The celebration represents a battle cry, one designed to announce your presence to the world. In a society that has grown accustomed to seeing black men fail, graduating from a four-year college shows an unparalleled resiliency that runs deep within our veins.

We weren’t supposed to be here. For well over 300 years, my ancestors were brought here in chains against their will. They’ve survived the trans-Atlantic slave trade, Reconstruction and Jim Crow. Yet, the ramifications of racism can still be felt today, as evidenced by the 24 percent disparity between the graduation rates of blacks and whites.

Each graduate provides a sense of hope — specifically that our community is one step closer to achieving some level of racial equality, wealth and power. A diploma allows black students to remove a layer of the stigma that has been attached to us since birth.

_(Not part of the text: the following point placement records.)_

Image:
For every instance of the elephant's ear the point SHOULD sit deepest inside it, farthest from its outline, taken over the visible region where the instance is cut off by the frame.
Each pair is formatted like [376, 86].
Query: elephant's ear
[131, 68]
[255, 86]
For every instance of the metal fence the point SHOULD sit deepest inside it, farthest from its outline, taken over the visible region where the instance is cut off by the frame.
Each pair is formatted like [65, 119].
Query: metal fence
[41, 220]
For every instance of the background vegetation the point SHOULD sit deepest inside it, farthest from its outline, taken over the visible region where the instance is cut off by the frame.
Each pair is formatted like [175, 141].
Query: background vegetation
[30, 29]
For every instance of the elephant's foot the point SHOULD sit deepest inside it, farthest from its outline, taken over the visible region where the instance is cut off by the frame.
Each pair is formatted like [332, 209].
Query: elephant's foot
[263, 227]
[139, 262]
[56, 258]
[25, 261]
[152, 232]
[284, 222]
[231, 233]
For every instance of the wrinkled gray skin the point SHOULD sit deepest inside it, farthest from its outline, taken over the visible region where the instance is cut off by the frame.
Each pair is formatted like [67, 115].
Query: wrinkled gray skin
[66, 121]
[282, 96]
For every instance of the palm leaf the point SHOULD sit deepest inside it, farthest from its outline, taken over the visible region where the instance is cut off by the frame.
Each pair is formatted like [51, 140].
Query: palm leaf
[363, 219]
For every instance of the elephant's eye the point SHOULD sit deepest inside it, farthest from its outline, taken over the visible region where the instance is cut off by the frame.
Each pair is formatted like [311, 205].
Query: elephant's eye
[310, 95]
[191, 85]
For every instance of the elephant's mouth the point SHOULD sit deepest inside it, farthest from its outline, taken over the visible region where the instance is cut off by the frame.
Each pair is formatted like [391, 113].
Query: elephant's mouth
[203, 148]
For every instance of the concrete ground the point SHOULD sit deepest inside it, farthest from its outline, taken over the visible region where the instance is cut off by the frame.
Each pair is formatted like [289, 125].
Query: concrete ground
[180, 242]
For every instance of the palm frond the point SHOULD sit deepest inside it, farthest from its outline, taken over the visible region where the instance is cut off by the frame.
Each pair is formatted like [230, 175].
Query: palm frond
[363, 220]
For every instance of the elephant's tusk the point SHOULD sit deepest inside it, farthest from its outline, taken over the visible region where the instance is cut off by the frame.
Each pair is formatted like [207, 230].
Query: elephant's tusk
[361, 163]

The celebration walk is a moment of release.

I appreciate the University of Florida president’s apology for the inappropriately aggressive treatment of the graduates, but it won’t erase the memory of being shoved offstage. My advice? Set a time limit. By no means is that unreasonable; thousands of students, regardless of race or gender, deserve to have their moment to shine. Consider giving a signal, not a shove, if students are taking too long.

C. Isaiah Smalls, II is a Rhoden Fellow and a graduate of Morehouse College from Lansing, Michigan. He studied Cinema, Television and Emerging Media Studies. He was Editor-in-Chief of The Maroon Tiger.